Energy spectrum of CUPID-Mo light detector LD2 after a 33 h \(^{60}\mathrm {Co}\) irradiation in the EDELWEISS-III set-up. The Mo \(\hbox {K}_{\alpha }\) X-ray s are used for the LD calibration

With a stable operating temperature of 20.7 mK and a strong NTD polarization for the Ge LDs, negligible nonlinearity is expected. We use a Gaussian fit to the most intense peak, the Mo \(\hbox {K}_{\alpha }\) X-ray s, and perform a first-order polynomial calibration with zero intercepts.

The 1.4 g Ge LDs are instrumented with small-size NTD s that achieve a typical sensitivity of \(1.1\,\mu \hbox {V/keV}\) with an RMS of \(\sim \,40\%\) (see Table 2).

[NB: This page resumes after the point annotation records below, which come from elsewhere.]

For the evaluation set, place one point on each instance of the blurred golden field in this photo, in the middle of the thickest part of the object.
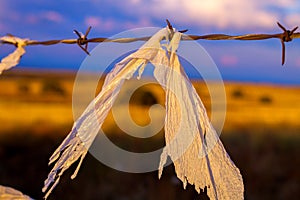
(261, 133)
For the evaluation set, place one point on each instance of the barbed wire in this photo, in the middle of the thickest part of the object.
(82, 40)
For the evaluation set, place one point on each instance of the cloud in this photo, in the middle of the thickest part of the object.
(221, 14)
(292, 20)
(297, 62)
(52, 16)
(110, 24)
(229, 60)
(100, 23)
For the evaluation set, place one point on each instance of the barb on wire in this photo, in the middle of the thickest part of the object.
(82, 41)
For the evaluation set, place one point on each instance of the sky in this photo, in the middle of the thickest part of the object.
(247, 61)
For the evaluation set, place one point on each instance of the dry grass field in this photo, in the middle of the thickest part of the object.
(261, 133)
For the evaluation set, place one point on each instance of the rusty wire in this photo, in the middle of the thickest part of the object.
(82, 40)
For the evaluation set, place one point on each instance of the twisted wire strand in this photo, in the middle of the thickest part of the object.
(82, 41)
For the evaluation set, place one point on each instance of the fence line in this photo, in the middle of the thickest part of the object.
(82, 40)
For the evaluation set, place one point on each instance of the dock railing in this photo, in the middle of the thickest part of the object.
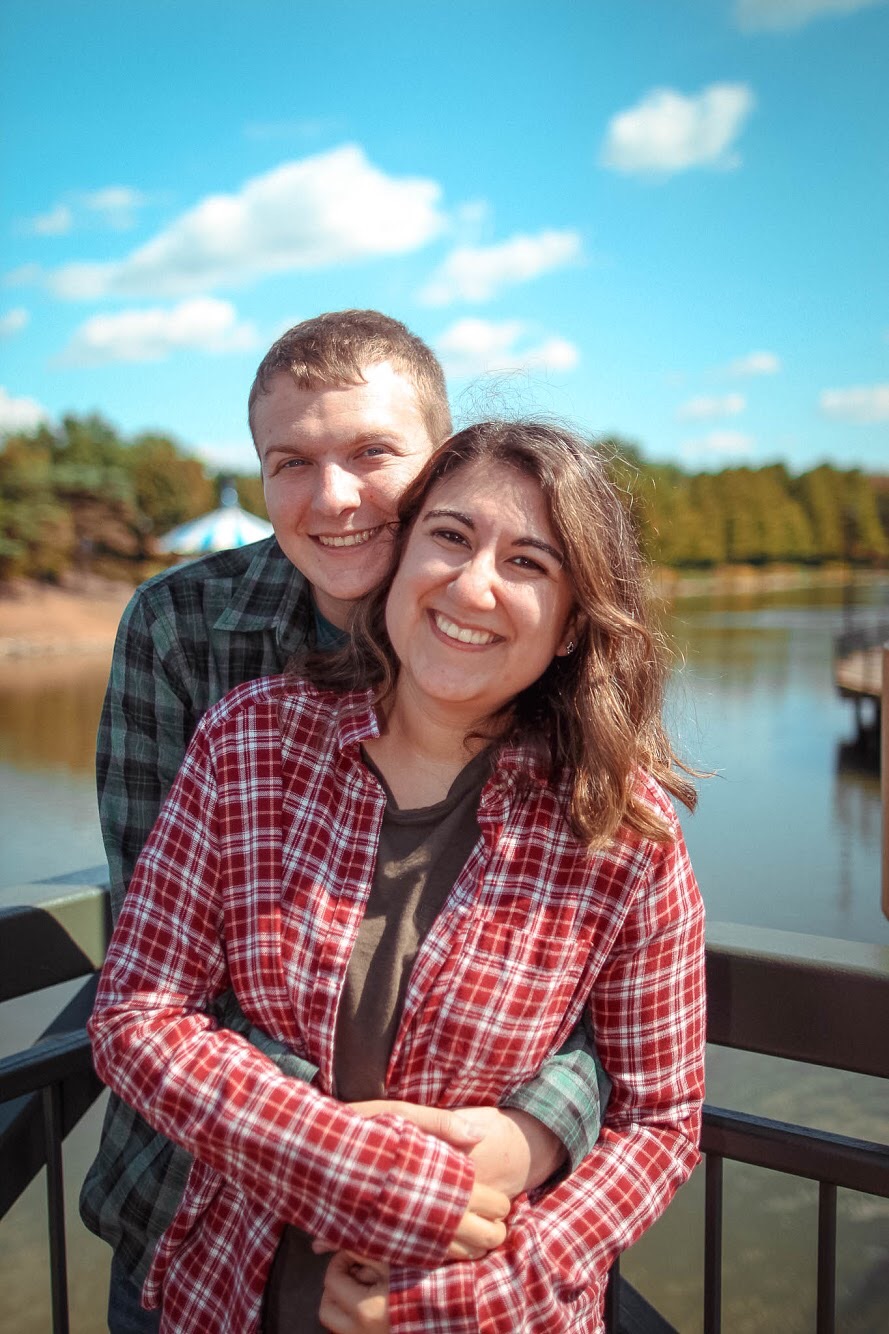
(804, 998)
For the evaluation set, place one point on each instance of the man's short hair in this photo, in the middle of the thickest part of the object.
(331, 351)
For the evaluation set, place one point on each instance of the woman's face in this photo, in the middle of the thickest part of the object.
(481, 602)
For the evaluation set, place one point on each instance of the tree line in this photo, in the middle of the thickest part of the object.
(80, 496)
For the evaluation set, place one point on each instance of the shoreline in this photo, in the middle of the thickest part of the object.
(80, 616)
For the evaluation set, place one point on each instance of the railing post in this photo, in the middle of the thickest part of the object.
(713, 1245)
(884, 771)
(826, 1307)
(56, 1207)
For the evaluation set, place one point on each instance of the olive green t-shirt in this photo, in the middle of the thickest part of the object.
(419, 858)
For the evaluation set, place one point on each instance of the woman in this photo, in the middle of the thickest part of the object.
(517, 718)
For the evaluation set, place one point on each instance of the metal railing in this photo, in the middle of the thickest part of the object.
(764, 989)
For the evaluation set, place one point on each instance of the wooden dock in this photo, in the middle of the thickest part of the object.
(858, 674)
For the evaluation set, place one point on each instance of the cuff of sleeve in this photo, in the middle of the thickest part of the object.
(442, 1302)
(565, 1098)
(422, 1201)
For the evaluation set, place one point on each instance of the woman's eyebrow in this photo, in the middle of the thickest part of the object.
(537, 543)
(450, 514)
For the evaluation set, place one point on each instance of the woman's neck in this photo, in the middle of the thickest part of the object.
(421, 753)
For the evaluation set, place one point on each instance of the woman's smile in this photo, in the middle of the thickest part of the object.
(462, 634)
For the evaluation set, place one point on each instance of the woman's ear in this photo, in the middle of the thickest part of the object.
(570, 636)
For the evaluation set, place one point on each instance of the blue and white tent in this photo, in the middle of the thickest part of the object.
(230, 526)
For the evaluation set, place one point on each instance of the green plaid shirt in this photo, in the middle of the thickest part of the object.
(187, 638)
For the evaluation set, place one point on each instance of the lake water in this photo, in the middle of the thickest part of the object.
(786, 835)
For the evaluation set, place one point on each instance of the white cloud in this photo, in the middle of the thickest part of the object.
(669, 132)
(704, 407)
(473, 347)
(862, 404)
(20, 414)
(479, 272)
(774, 15)
(721, 443)
(756, 363)
(115, 204)
(327, 210)
(58, 222)
(203, 324)
(14, 322)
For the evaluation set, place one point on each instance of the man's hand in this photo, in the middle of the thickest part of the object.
(510, 1150)
(479, 1230)
(518, 1151)
(355, 1298)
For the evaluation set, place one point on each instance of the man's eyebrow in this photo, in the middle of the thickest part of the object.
(535, 543)
(361, 438)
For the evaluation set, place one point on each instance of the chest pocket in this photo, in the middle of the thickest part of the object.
(514, 997)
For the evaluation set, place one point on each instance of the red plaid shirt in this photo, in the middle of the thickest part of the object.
(255, 878)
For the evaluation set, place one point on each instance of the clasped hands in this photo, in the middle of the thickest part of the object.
(510, 1150)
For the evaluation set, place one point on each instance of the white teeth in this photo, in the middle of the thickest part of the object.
(465, 636)
(349, 539)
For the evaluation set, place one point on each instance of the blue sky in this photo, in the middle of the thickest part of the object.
(665, 219)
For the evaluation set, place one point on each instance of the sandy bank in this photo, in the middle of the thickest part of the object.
(42, 619)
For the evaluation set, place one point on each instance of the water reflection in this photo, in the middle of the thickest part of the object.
(50, 713)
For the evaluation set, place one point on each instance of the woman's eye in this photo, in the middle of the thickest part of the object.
(450, 535)
(530, 564)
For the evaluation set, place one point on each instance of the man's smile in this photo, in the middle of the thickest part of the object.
(346, 539)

Uncertainties in the individual sensitivity estimates are dominated by the gain in the analog chain with typical uncertainties of order 10% for several of the operational amplifiers in the amplification chain.

The LDs sensitivity is limited by a comparatively high regulation temperature of the detector plate and the strong NTD polarization.Footnote 2

We estimate the baseline resolution for all detectors from a set of forced random trigger events injected every 101 s. We exclude one detector instrumented with a different NTD sensor (used in Commissioning I), see Table 2 and runs with atypical noise performance, resulting in 183/209 (LD-bolometer, run) pairs. The median of these estimates yields a typical baseline resolution of 148 eV FWHM in agreement with the channel based estimate in Table 2. We see good reproducibility with individual channel estimates ranging from 66 up to 368 eV.

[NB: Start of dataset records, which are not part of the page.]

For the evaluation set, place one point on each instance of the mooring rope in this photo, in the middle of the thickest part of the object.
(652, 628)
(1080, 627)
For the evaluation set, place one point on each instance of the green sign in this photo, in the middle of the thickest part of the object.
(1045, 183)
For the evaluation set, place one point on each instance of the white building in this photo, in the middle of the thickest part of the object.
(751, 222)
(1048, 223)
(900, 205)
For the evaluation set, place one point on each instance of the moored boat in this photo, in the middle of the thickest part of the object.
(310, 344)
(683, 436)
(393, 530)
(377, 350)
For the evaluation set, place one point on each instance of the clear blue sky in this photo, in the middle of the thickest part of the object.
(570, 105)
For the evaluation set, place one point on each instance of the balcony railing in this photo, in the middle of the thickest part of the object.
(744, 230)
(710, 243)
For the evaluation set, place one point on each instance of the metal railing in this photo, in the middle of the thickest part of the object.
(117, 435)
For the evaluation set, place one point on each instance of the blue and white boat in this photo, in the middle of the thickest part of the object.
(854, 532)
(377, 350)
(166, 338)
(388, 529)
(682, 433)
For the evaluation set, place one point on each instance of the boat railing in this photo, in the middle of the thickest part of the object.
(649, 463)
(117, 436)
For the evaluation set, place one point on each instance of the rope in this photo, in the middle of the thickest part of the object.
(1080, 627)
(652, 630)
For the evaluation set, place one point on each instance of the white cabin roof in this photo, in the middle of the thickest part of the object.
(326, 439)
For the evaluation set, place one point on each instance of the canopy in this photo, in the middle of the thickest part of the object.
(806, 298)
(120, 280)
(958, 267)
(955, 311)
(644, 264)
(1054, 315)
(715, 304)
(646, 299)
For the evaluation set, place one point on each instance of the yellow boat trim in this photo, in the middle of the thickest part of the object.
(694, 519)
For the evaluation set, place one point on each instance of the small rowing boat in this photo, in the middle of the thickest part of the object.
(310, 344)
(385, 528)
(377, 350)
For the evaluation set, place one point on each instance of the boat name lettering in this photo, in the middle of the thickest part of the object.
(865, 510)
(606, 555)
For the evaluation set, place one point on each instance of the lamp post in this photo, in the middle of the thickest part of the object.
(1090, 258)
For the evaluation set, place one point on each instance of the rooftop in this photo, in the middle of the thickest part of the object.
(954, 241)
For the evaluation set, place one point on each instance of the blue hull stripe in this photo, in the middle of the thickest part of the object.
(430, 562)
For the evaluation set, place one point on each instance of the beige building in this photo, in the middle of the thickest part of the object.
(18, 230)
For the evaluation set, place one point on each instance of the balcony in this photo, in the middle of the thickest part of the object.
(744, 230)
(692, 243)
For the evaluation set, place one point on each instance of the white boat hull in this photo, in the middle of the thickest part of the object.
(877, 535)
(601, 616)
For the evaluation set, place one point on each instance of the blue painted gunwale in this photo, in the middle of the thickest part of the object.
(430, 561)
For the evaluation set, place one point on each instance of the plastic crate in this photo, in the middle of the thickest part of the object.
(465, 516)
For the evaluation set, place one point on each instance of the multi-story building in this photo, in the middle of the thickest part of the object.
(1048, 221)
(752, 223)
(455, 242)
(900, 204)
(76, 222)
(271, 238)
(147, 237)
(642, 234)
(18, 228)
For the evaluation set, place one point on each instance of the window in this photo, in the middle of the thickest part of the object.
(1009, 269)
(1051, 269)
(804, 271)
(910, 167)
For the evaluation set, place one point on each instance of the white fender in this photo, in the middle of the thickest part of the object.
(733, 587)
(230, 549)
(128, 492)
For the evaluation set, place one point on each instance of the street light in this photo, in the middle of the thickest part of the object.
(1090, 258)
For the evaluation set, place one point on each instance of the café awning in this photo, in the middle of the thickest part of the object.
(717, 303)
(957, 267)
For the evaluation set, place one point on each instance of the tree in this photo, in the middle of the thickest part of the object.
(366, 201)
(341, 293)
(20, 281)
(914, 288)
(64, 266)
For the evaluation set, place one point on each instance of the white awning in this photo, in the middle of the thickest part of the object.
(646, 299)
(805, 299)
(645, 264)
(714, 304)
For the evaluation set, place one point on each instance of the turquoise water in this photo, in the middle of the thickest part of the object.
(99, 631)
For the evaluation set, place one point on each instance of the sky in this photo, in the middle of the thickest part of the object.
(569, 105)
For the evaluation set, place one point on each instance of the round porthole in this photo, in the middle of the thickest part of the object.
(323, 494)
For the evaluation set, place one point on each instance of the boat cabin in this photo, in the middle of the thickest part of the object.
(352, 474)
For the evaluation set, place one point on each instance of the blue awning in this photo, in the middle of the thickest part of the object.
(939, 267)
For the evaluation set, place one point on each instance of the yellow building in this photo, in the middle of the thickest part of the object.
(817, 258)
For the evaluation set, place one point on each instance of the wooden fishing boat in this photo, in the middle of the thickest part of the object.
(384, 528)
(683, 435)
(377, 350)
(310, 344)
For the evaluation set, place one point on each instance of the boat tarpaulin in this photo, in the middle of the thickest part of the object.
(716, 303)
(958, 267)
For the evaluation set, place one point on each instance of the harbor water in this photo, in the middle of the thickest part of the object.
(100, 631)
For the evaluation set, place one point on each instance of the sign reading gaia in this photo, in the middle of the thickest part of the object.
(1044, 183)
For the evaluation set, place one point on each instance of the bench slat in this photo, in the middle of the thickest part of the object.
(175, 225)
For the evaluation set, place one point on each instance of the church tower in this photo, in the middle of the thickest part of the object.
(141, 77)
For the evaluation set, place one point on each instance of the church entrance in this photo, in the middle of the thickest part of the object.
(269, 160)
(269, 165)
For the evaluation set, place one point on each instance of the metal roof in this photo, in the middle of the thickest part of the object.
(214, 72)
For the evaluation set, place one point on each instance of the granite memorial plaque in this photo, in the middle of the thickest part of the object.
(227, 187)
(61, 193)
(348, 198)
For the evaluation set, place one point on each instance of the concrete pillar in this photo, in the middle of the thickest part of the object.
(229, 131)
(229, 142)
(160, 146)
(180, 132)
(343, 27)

A resulting scatter plot of the correlation between the sensitivity and the achieved baseline resolution is shown in Fig. 10. We note that the spread in detector performance is only slightly higher than for the NTD s on the \(\hbox {Li}_2\hbox {MoO}_4\) crystals (see Sect. 3.4). We want to emphasize the uniformity that lends itself to applications in larger cryogenic detector arrays.

Fig. 10
figure 10

The baseline resolution versus sensitivity for 18/20 Ge LDs operated in the CUPID-Mo experiment at 20.7 mK. One detector is discarded due to having a different NTD (LD 3), while the second is not operational( LD 7, see text)

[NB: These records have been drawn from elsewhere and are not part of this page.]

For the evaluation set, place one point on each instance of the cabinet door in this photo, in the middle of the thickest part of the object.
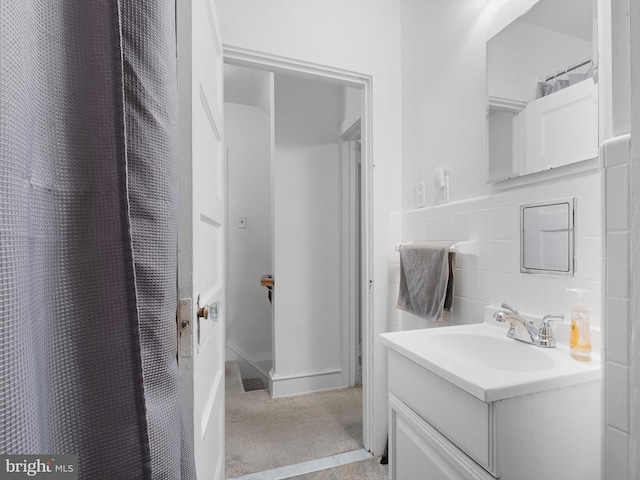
(418, 451)
(561, 128)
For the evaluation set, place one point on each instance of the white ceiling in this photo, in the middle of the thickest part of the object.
(571, 17)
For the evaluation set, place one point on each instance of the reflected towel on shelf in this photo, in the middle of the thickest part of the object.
(426, 279)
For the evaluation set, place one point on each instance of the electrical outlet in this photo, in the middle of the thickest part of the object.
(420, 195)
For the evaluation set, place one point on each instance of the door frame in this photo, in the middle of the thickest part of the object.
(337, 76)
(350, 259)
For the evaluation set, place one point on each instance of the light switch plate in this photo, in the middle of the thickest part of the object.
(420, 195)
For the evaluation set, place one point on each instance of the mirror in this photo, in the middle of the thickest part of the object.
(541, 96)
(546, 237)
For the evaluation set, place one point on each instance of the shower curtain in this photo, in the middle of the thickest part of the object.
(88, 180)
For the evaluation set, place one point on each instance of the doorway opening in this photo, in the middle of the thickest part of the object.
(330, 178)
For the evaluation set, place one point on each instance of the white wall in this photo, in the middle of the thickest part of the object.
(361, 36)
(452, 119)
(306, 221)
(514, 75)
(247, 137)
(494, 277)
(443, 96)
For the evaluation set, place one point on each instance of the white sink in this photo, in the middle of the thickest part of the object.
(482, 360)
(489, 352)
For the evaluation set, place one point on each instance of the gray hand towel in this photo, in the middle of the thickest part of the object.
(426, 279)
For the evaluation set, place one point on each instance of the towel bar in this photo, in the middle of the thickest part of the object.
(469, 247)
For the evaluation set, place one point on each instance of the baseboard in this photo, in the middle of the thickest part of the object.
(282, 385)
(249, 367)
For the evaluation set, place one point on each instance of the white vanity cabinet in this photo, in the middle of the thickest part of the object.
(438, 430)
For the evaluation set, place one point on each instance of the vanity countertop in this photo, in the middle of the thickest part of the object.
(481, 360)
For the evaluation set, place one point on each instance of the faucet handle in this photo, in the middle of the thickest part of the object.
(513, 310)
(545, 327)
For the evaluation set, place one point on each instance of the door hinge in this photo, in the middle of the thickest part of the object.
(185, 327)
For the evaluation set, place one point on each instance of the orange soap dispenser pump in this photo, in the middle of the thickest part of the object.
(580, 338)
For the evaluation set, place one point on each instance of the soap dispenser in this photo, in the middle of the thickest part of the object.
(580, 338)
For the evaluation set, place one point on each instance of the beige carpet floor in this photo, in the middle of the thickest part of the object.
(265, 433)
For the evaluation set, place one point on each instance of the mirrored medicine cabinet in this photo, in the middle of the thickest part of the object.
(546, 237)
(542, 102)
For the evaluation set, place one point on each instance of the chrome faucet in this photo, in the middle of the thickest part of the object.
(524, 330)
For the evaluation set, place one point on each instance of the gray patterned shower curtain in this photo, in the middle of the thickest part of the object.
(88, 207)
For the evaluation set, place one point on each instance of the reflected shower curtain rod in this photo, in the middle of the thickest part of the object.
(568, 69)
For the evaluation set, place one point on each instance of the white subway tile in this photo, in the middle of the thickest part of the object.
(506, 287)
(588, 216)
(589, 259)
(617, 454)
(617, 330)
(617, 275)
(445, 228)
(617, 396)
(476, 311)
(617, 181)
(464, 283)
(461, 311)
(461, 227)
(532, 293)
(480, 224)
(505, 223)
(616, 151)
(505, 256)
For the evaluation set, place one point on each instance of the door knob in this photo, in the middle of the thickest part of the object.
(203, 312)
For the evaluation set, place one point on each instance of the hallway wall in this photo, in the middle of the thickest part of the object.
(323, 32)
(247, 137)
(307, 327)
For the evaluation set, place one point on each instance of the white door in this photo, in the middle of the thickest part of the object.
(201, 241)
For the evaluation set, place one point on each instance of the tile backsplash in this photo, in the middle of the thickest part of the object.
(494, 277)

For reference, we list the performance characteristics on an individual LD basis in Table 2. The reported performance in terms of the baseline resolution exceeds the requirements to achieve a better than 99.9% rejection of \(\alpha \) events at 99.9% acceptance of \(\gamma /\beta \hbox {s}\) as is discussed in detail in Sect. 3. Several improvements can be pursued for the full-size CUPID experiment. DC-biased electronics, higher sampling rate, and the implementation of additional analysis and de-noising techniques can improve the quoted performance. Futhermore, lower noise NTD Ge sensors and a lower operational temperature resulting in a higher detector sensitivity can also yield a significantly better LD performance, as demonstrated with a 20 eV FHWM baseline resolution in [51].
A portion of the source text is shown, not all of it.